Any measurement can be fragmented down into two parts – the numerical magnitude and the units that the magnitude given is stated in. For instance, the mass of a ball was measured to be 5 kilograms, the magnitude of this is ‘5’, and the unit is expressed in ‘kilogram’.

What is Mole?

The word “mole” was announced by the German chemist Wilhelm Ostwald in 1896, who derived this term from the Latin word moles that means a ‘heap’ or ‘pile.

In the arena of chemistry, a mole is defined as the amount of a substance that contains precisely 6.02214076 * 10²³ ‘elementary entities’ of the given element.

The number 6.02214076*1023 is generally known as the Avogadro constant and is frequently represented by the symbol ‘NA’.

The elementary entities can be characterized in atoms, molecules, monoatomic/polyatomic ions, and other particles like electrons.

For example, one mole of a pure carbon-12 (12C) model will have a mass of precisely 12 grams and comprises of 6.02214076*10²³ (N_A) quantity of ¹²C atoms.

The number of moles of a substance in a given example can be denoted by the formula given below:

n = N/N_A

n is defined as the number of moles of the substance (or elementary entity)

N is defined as the total number of elementary entities present in the sample,

N_A is defined as the Avogadro constant.

The uniqueness of a substance is defined not only by the types of atoms or ions it comprises but by the quantity of each type of atom or ion.

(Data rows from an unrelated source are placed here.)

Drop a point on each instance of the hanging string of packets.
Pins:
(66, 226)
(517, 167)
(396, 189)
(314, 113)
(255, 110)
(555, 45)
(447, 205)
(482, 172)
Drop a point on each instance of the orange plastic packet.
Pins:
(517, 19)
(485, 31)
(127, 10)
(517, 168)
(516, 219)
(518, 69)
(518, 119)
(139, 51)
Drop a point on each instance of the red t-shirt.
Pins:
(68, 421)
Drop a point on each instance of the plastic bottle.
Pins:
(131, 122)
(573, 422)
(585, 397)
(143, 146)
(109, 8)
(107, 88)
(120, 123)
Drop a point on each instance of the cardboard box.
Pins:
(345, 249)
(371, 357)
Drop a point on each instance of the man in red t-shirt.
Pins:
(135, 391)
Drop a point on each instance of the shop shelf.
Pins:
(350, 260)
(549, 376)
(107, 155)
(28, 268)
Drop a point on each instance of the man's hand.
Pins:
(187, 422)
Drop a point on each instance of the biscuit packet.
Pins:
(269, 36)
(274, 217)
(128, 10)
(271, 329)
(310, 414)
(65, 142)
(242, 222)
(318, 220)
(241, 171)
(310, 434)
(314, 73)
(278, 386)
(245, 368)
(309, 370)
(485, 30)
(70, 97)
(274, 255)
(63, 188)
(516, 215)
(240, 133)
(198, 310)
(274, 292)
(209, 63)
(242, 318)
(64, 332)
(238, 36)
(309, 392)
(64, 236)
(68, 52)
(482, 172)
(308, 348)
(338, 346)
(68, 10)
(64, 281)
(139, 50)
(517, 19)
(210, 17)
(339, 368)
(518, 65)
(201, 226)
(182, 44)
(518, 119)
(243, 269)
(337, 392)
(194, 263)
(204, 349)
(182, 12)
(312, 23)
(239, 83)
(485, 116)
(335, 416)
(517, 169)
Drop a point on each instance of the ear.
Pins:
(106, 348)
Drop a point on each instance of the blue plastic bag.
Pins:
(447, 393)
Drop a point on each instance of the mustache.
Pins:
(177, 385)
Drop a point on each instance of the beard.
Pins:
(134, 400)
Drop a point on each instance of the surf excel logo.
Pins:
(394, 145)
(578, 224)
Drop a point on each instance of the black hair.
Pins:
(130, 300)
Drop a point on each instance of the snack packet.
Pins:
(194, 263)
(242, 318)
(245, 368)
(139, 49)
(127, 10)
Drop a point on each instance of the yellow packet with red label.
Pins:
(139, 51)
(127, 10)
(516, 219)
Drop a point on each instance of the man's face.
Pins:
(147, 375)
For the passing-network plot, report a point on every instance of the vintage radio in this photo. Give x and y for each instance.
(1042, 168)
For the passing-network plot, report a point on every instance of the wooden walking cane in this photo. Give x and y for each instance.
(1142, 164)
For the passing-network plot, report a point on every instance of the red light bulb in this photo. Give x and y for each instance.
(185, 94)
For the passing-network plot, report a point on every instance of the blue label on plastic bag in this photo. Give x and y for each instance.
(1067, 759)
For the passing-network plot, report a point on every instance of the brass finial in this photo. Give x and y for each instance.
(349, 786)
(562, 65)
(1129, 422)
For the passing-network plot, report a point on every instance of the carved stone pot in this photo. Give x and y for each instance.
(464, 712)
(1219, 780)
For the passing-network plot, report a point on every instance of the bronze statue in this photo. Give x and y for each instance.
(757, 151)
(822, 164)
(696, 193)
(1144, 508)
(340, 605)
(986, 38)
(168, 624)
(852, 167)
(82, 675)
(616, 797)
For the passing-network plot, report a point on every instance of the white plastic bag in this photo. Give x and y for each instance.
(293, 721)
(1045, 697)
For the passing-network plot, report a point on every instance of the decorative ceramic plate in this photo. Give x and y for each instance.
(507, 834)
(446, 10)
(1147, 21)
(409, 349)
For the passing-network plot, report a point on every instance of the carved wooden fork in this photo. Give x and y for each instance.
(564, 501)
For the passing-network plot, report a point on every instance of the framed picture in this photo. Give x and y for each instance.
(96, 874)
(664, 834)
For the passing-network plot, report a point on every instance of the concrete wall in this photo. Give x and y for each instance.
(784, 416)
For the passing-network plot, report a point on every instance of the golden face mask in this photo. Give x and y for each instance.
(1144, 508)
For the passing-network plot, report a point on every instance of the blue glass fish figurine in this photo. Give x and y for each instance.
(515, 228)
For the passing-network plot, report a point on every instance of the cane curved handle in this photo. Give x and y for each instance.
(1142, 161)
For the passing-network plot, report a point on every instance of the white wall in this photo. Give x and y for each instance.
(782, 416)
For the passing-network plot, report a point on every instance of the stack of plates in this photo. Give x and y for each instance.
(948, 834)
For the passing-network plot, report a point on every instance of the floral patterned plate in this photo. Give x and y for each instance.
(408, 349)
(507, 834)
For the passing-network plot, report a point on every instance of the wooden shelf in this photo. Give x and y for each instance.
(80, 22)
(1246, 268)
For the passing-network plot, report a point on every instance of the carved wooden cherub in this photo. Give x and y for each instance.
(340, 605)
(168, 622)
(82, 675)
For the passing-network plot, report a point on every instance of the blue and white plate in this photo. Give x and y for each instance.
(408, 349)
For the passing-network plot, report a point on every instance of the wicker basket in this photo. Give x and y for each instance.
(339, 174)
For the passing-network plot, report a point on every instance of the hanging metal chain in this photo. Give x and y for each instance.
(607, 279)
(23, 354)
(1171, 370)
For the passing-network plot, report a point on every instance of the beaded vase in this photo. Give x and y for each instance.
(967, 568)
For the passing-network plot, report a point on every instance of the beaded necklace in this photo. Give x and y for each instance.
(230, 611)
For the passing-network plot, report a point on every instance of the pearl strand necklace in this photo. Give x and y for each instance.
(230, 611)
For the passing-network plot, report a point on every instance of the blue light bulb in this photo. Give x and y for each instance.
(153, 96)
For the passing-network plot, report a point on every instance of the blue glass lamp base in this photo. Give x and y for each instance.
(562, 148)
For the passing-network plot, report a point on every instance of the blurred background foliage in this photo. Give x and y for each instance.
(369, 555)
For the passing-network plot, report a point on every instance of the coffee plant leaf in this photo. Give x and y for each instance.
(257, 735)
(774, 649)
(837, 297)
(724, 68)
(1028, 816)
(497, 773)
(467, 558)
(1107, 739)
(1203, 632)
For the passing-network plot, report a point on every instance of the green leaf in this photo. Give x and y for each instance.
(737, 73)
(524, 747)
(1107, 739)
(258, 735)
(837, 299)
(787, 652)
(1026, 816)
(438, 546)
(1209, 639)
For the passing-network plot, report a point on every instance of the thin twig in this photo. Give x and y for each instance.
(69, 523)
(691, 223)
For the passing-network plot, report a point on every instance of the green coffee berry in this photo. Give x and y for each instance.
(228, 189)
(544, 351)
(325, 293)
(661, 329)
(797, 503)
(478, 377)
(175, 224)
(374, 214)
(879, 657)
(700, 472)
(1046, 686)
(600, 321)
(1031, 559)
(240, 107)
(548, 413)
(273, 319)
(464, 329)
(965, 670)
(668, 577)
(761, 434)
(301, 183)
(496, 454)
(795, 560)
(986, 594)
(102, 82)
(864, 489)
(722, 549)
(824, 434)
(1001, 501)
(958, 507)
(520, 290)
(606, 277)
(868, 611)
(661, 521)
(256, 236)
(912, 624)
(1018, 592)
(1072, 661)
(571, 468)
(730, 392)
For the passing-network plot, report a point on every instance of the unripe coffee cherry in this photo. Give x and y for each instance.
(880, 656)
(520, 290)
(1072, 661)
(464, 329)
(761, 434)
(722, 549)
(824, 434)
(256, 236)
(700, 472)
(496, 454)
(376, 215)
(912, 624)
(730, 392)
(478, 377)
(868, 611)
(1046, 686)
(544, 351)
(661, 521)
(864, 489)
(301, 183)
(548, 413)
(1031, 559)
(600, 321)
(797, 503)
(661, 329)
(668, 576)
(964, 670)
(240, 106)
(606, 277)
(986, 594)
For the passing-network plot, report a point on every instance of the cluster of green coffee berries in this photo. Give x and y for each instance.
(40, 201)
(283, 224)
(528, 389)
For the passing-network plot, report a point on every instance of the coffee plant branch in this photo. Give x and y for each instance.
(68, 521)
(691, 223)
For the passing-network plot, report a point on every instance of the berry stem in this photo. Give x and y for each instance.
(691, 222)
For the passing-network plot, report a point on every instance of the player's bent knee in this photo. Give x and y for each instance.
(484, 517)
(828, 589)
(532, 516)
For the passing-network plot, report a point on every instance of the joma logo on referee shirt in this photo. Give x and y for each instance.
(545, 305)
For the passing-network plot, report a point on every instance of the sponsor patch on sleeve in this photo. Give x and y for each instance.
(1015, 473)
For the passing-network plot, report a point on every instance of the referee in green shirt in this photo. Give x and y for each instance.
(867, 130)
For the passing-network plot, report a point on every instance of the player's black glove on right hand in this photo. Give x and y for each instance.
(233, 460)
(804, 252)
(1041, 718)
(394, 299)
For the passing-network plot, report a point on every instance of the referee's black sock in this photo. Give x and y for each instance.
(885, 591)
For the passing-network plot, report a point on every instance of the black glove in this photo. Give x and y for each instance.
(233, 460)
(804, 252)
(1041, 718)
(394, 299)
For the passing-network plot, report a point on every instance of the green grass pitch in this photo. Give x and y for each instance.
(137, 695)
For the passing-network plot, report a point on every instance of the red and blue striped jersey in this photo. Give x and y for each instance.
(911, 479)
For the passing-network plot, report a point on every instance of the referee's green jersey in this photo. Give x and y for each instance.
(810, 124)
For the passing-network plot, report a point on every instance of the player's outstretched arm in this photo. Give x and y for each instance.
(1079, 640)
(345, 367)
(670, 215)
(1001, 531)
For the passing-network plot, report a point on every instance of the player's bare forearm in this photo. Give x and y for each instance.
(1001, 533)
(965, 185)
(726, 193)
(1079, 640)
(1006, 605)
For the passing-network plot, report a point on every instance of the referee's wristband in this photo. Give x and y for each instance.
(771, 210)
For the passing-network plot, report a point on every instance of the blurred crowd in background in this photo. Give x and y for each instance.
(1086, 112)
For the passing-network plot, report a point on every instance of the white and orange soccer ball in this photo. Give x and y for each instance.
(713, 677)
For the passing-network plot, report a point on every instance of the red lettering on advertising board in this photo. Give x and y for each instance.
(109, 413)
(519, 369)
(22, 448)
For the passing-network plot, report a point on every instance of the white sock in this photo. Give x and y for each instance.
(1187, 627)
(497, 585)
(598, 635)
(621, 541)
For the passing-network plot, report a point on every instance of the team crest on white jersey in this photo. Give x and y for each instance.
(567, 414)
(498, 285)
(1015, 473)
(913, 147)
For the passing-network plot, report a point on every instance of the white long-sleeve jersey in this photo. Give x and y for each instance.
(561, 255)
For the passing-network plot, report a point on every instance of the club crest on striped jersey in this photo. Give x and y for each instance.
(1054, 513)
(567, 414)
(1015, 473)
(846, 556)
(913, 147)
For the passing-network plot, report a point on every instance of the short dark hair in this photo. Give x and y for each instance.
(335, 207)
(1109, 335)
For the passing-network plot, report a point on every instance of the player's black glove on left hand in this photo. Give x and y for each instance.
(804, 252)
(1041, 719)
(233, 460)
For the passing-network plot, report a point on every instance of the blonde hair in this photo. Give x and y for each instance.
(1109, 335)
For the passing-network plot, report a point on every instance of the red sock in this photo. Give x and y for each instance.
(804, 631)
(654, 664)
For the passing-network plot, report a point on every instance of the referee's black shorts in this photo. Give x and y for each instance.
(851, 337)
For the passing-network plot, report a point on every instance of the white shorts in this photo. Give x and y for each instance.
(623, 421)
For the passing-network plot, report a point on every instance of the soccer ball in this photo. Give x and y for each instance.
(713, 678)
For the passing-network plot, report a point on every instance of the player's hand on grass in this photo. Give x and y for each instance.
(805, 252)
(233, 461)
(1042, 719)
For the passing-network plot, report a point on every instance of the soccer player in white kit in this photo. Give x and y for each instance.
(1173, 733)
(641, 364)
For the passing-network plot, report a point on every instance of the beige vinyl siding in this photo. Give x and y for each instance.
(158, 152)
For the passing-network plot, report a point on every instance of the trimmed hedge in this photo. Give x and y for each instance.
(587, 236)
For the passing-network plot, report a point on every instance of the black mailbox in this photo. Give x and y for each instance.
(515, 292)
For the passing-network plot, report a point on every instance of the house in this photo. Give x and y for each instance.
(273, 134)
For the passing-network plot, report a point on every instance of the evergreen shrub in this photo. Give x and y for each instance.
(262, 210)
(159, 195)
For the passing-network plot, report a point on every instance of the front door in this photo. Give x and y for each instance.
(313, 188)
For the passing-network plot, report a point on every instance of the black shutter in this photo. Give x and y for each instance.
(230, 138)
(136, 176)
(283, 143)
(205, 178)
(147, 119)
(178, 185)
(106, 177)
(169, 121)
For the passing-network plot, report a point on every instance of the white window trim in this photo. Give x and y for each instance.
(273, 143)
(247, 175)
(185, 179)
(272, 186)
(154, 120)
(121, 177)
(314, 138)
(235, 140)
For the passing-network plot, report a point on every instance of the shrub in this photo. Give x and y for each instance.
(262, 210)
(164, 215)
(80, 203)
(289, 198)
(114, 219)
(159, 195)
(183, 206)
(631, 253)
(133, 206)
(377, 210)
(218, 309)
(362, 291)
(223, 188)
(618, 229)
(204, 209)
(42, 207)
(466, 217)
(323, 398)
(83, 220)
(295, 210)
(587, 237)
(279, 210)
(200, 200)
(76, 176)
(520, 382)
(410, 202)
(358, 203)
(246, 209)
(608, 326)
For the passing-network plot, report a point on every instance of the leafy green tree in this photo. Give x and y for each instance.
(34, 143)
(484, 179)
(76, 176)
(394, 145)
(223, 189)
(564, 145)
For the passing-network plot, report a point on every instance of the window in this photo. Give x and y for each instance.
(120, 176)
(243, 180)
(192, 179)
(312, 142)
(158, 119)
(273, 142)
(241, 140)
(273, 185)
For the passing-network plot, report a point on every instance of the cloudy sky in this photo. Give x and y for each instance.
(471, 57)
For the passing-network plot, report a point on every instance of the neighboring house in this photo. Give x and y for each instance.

For instance, water, H2O, and hydrogen peroxide, H2O2, are identical in their respective molecules as they both are composed of hydrogen and oxygen atoms. But a hydrogen peroxide molecule encompasses two oxygen atoms, contrasting to the water molecule, which contains only one oxygen atom, the two substances show distinct properties.

The mole offers a link between an easily measured macroscopic property such as bulk or mass, and enormously essential property, the number of atoms, molecules, and so on.

Atomic Mass and Molecular Mass

The atomic mass of an element is defined as the mass of one atom of the element that is expressed in atomic mass units (amu).

It accounts for plenty of the numerous isotopes of the element and allocates an average value to the mass of one atom of the given element.

The atomic mass of a carbon-12 atom is 12 atomic mass units or amu, whereas the atomic mass of a carbon-13 atom is 13 atomic mass units or amu.

The atomic mass of an element is crudely equal to the sum of all the protons and neutrons present in the nucleus of a given atom.

The molecular mass of an element is defined as the sum of the atomic masses of all the components present in an element.

This quantity is also denoted in terms of atomic mass units. Hence, the molecular mass of water is always equal to the sum of all the atomic masses of its constituents present which are hydrogen and oxygen.

The atomic mass of hydrogen is equal to 1.00794 amu and the atomic mass of oxygen is equal to 15.9994 or 16 amu.

Since water molecules comprise of 2 hydrogen atoms and only one oxygen atom thus, the molecular mass of H₂O will be 18.0154 amu.

Molar Mass

The molar mass of a given substance is the total mass of one mole of that substance.

It is denoted in terms of ‘grams per mole (g/mol). Though, the SI unit of the above-mentioned quantity is kg/mol. Molar mass can be represented by the formula written below:

The molar mass of a Substance = (Mass of the Substance in grams)/(Number of Moles)

Gram Atomic Mass vs Gram Molecular Mass

The gram atomic mass of an element is defined as the mass of one mole of a specific element. Correspondingly, the gram molecular mass of a compound is defined as the mass of a single mole of a particular compound. Hence, the gram atomic mass of hydrogen is roughly around 1.007g and the gram molecular mass of water or H2O is nearly around 18.015g.